眾人面面相覷,這……故事該怎麼繼續下去呢?
「凌先生,你看這……」傳旨太監看看聖旨有些為難的問。
凌笑無奈的歎口氣,輕輕將醫館大門關上,接過聖旨道:「交給我吧,熱鬧結束了,大家都散了吧!等月圓之夜過後,我醫館還有喜事,到時大家一定賞臉啊!多謝!」
拱著手將隊伍送走,回身看向大門,「現在要是進去會不會看到某些電視台不讓播的?」雖然心裡頗為期待但還是回頭奔醉月樓走去,有喜事了應該要慶祝一下。
……
距月圓之夜還有一天!
昨天的熱鬧就像是為真正的大戲拉開帷幕!
一大早凌笑從醉月樓出來,為了不做電燈泡,昨天在這裡跟陸小鳳拼酒拼到了深夜。陸小鳳好像又一次進入了死胡同,整個人像是霜打的茄子蔫了吧唧的!喝酒時凌笑就一直在考慮,要不要把哥早就知道真相的事告訴他呢?會不會有點太打擊人了!

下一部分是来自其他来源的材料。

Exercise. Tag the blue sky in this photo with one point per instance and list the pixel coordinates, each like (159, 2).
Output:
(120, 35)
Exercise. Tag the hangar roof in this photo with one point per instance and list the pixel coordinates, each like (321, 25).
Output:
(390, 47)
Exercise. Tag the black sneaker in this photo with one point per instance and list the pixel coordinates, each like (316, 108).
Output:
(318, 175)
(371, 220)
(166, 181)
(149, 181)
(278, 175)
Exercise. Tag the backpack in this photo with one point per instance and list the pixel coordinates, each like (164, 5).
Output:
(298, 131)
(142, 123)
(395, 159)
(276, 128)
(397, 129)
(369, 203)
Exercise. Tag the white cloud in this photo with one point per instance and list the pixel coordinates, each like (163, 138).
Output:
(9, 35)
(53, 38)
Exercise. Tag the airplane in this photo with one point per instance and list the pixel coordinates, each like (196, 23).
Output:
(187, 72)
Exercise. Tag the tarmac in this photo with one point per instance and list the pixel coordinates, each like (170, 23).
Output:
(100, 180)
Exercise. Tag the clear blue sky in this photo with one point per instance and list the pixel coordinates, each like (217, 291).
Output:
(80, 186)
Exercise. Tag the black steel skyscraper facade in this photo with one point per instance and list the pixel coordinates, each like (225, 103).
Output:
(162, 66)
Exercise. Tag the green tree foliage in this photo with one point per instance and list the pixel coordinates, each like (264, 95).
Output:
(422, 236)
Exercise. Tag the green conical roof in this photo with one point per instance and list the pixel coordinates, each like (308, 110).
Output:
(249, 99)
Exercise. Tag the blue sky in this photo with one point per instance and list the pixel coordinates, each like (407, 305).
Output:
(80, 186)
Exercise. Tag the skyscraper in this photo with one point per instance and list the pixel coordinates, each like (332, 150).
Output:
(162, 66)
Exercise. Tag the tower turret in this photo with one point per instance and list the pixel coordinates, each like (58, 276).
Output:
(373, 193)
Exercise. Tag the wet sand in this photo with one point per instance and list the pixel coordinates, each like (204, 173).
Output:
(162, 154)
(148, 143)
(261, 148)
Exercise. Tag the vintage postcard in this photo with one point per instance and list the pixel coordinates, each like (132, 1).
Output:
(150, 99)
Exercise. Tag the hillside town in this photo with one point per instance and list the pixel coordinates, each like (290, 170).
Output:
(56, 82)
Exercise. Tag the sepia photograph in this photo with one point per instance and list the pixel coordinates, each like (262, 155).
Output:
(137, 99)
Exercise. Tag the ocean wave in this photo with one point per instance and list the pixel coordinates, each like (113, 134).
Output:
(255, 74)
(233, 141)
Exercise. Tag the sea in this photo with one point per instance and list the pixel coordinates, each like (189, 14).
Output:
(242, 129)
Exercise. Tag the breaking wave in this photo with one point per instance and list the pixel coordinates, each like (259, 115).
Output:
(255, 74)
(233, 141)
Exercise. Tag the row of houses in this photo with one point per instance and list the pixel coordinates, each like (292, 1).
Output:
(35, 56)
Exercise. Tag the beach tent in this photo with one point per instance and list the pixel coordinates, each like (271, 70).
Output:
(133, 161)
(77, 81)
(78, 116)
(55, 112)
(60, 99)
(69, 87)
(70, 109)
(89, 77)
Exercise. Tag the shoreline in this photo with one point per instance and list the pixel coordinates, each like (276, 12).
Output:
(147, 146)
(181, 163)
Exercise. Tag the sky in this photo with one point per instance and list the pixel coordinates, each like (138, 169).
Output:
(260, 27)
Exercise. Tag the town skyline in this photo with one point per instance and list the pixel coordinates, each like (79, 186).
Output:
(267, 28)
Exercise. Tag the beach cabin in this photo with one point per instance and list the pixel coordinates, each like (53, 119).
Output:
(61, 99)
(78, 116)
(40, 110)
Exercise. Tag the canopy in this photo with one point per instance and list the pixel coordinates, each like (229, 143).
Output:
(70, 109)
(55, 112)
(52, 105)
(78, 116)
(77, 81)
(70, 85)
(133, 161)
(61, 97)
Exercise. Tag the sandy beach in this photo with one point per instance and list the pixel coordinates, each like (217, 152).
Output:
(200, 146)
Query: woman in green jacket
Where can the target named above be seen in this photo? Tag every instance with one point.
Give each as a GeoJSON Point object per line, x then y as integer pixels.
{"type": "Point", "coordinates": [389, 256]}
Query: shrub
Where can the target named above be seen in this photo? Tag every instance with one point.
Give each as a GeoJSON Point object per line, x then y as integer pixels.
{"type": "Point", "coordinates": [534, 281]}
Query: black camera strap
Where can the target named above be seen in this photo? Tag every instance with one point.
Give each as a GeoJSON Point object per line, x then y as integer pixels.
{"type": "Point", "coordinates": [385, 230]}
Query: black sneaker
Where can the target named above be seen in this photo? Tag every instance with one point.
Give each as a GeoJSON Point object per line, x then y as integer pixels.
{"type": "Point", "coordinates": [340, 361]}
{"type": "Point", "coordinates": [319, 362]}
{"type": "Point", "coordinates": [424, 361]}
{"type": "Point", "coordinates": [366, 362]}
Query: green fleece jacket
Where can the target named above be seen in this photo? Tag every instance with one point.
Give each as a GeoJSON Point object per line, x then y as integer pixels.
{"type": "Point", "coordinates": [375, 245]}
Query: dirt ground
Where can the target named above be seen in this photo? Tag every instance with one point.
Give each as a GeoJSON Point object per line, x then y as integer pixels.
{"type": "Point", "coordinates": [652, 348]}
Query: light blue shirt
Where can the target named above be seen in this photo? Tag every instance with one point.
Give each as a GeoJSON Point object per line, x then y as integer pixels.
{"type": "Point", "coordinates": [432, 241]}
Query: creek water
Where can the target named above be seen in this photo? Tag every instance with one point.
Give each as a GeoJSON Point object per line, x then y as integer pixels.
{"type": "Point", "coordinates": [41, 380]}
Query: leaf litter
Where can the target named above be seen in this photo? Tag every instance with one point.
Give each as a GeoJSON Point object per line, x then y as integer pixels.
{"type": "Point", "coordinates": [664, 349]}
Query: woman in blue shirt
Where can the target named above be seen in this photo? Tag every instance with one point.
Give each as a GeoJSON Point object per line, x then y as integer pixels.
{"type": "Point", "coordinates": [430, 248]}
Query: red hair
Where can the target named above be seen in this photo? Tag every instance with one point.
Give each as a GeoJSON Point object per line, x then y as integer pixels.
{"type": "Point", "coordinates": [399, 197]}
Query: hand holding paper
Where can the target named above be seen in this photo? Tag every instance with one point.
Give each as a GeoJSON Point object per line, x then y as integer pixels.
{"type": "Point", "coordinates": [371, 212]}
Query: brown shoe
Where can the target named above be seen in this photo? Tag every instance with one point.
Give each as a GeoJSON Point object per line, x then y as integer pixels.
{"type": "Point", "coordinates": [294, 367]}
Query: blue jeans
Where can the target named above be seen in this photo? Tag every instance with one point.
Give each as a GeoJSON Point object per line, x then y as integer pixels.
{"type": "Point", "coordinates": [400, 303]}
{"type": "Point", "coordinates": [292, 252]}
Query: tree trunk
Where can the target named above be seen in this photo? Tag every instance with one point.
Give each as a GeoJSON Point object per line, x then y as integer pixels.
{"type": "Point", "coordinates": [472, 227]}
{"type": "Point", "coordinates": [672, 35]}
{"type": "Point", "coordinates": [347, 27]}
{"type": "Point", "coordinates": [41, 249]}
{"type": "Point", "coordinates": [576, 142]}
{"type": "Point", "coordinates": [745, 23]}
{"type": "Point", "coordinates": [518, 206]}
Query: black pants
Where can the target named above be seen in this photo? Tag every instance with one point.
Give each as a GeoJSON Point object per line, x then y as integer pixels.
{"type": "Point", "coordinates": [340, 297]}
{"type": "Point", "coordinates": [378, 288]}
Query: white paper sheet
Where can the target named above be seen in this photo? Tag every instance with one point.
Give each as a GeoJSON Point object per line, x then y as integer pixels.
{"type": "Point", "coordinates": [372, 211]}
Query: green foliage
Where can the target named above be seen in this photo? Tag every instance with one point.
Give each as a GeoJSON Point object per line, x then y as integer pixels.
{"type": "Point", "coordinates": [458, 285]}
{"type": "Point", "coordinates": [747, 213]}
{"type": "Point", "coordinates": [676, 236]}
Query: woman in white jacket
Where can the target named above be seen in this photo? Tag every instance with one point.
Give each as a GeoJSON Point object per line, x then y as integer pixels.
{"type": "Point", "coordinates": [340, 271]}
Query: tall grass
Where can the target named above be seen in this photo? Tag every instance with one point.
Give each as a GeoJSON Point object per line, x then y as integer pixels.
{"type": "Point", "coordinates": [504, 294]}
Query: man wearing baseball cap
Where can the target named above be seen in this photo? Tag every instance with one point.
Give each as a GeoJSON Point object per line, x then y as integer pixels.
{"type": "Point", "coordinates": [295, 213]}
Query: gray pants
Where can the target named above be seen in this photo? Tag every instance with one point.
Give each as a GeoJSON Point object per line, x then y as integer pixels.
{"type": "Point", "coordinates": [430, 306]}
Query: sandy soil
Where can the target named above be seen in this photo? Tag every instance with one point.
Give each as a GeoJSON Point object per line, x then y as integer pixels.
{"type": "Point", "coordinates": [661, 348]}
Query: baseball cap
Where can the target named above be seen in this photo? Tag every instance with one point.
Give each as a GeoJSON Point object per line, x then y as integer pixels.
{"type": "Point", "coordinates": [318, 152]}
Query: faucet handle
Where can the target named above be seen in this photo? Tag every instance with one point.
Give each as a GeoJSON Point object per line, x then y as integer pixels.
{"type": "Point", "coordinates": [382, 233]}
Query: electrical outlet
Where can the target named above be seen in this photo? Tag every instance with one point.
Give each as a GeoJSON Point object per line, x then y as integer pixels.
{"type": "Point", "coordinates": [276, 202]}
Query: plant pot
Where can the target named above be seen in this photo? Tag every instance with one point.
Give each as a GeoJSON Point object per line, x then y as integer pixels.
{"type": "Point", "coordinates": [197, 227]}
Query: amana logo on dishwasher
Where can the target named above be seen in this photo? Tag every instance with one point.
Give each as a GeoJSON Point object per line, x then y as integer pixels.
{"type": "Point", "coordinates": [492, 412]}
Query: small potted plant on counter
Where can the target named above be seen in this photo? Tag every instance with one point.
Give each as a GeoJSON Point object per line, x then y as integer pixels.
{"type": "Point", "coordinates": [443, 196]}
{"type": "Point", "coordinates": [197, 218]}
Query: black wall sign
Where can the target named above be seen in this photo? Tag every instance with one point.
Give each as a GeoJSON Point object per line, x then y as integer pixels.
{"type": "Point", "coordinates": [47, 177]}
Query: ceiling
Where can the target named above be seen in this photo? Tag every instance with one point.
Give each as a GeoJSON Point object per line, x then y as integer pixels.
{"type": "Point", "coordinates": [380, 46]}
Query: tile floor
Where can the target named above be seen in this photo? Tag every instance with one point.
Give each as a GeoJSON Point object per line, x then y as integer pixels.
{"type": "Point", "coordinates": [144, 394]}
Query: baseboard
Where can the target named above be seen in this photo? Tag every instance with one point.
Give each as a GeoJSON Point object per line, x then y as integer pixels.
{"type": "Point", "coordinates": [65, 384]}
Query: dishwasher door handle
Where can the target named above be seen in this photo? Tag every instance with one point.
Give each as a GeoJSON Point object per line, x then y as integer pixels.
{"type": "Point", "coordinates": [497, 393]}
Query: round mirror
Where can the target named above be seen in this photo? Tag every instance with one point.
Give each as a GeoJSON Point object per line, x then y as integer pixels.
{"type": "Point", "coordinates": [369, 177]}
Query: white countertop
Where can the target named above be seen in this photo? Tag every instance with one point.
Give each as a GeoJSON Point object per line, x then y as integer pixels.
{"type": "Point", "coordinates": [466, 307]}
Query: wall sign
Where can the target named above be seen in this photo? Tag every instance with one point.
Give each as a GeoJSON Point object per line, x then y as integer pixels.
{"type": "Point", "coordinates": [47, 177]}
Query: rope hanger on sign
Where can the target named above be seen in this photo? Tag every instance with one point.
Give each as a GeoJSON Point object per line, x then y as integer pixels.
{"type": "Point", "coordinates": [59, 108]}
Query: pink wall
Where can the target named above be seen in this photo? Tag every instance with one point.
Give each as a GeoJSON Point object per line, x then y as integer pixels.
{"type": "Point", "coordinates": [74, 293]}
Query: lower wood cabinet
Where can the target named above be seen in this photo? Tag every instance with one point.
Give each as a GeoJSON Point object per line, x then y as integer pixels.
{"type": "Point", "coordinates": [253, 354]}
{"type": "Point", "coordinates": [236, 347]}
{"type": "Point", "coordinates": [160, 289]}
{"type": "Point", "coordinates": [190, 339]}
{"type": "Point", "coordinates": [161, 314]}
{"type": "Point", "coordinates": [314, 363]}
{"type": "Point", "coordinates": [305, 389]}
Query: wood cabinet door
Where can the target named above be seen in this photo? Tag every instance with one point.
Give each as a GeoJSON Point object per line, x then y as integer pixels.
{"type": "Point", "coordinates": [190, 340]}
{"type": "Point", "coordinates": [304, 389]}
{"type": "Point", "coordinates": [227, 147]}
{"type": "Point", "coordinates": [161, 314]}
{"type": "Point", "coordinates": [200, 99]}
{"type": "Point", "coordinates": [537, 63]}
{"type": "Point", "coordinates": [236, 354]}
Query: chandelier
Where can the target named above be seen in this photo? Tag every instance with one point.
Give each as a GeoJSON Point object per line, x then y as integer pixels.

帶著鬱悶喝酒是很容易醉的,等到花滿樓將陸小鳳扶走的時候凌笑還清醒著呢!無奈之下只得讓嬌娘找個房間隨便的睡下。
伸個懶腰,看著在房頂飛奔的男男女女久久無語,這也許是京城武者最多的時候,據說守門的根叔這幾天收的進城稅竟然比蔡相一年的俸祿都多!
「也不知道師傅和師娘起來沒有,算了,還是不去觸那個霉頭了。」緩步像宮門走去,一路上所遇武者至少是之前的十倍!不過好在這些人還算克制,當然,不克制的人都被扔到六扇門鐵血大牢去了!
現在這個情況下你要是不帶點兵器上街是要被人鄙視的,比如說蔡婆,昨天見她竟然在腰上別了一把殺豬刀!不過幸好上面沒有「民族英雄」幾個字!
有江湖人的地方總是少不了爭鬥,也許是想要突出自己的與眾不同,他們最擅長的就是無聊生事!
別看凌笑同樣背著一把劍,但天生長了一張小白臉再加上渾身上下真氣弱的可憐,所以想要欺負他而凸顯下自己的人還真不少。
就像昨天,一個足足高了凌笑兩個頭的壯漢就假裝撞上了他。只是已經練了牛角神功五福畫的凌笑,身體強到什麼程度連他自己都拿不準。所以壯漢就悲劇了,不光被撞了個跟頭還被凌笑踩碎了腳背。
看著哭號的壯漢凌笑尷尬的撓撓頭,無法之下只有找來六扇門的捕快把他扶進了鐵血大牢,至於罪名嘛就是在大街廣眾之下製造噪音!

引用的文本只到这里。